Does a covering index have an effect on JOIN + BETWEEN operations


I am wondering about how a covering index can help in the case where you first JOIN on a column, and then have BETWEEN constraints on a second and third column. Would a combined index on these three have a positive effect?

Example (fiddle).

CREATE TABLE tbl1(firstcol TEXT);
CREATE TABLE tbl2(firstcol TEXT, secondcol INTEGER, thirdcol INTEGER);

INSERT INTO tbl1 VALUES ('hello');
INSERT INTO tbl1 VALUES ('good morning');
INSERT INTO tbl2 VALUES ('hello', '1', '1');
INSERT INTO tbl2 VALUES ('hello', '5', '210');
INSERT INTO tbl2 VALUES ('bonjour', '999', '1');
INSERT INTO tbl2 VALUES ('hello', '4', '20');

CREATE INDEX myfirstindex ON tbl1 (firstcol);
CREATE INDEX mymultiindex ON tbl2 (firstcol, secondcol, thirdcol);

SELECT *
FROM tbl1
JOIN tbl2 USING(firstcol)
WHERE
    tbl2.secondcol BETWEEN 0 AND 100
    AND tbl2.thirdcol BETWEEN 0 AND 50

If I call for EXPLAIN QUERY PLAN, then I see that it has an effect but only on the first and second col. So why isn't the third included here? Why does the optimizer choose to not make use of the joint index on all three columns?
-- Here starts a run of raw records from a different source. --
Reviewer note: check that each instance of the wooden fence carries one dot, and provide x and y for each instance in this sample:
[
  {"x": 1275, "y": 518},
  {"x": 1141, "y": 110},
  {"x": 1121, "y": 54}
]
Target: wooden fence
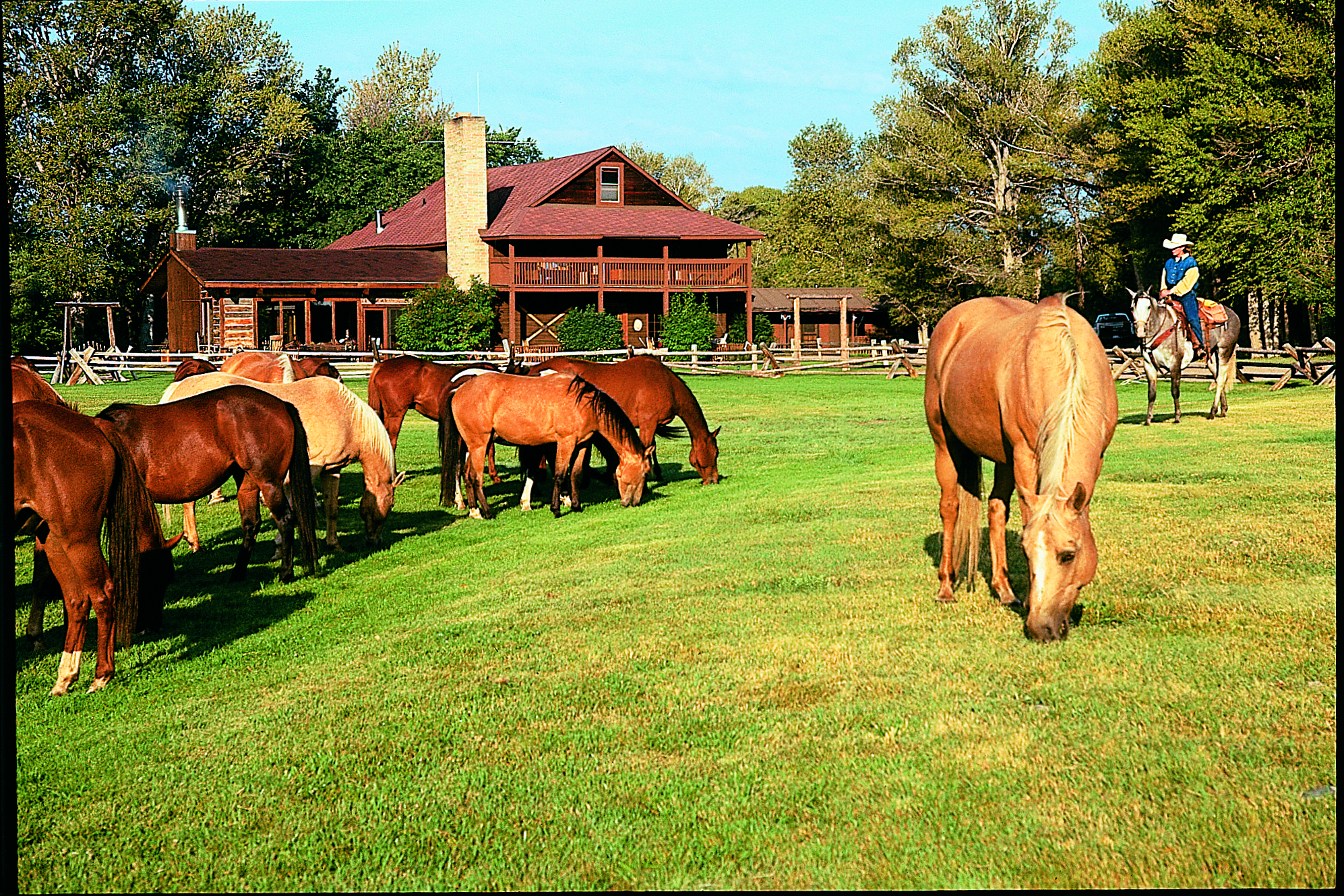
[{"x": 1315, "y": 364}]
id  parent  notused detail
3   0   0   SCAN tbl1
5   0   0   SEARCH tbl2 USING COVERING INDEX mymultiindex (firstcol=? AND secondcol>? AND secondcol<?)

Solution

  • From The SQLite Query Optimizer Overview/The BETWEEN Optimization:

    If a term of the WHERE clause is of the following form:
    expr1 BETWEEN expr2 AND expr3
    Then two "virtual" terms are added as follows:
    expr1>= expr2 AND expr1 <= expr3

    This means that your WHERE clause will be interpreted as:

    WHERE tbl2.secondcol >= 0 AND tbl2.secondcol <= 100
      AND tbl2.thirdcol >= 0 AND tbl2.thirdcol <= 50
    

    From The SQLite Query Optimizer Overview/WHERE Clause Analysis:

    If an index is created using a statement like this:
    CREATE INDEX idx_ex1 ON ex1(a,b,c,d,e,...,y,z);
    Then the index might be used if the initial columns of the index (columns a, b, and so forth) appear in WHERE clause terms.
    The initial columns of the index must be used with the = or IN or IS operators.
    The right-most column that is used can employ inequalities.
    For the right-most column of an index that is used,
    there can be up to two inequalities that must sandwich the allowed values of the column between two extremes....

    From the above I understand that only the first 2 inequalities, the first BETWEEN, will be used by the index.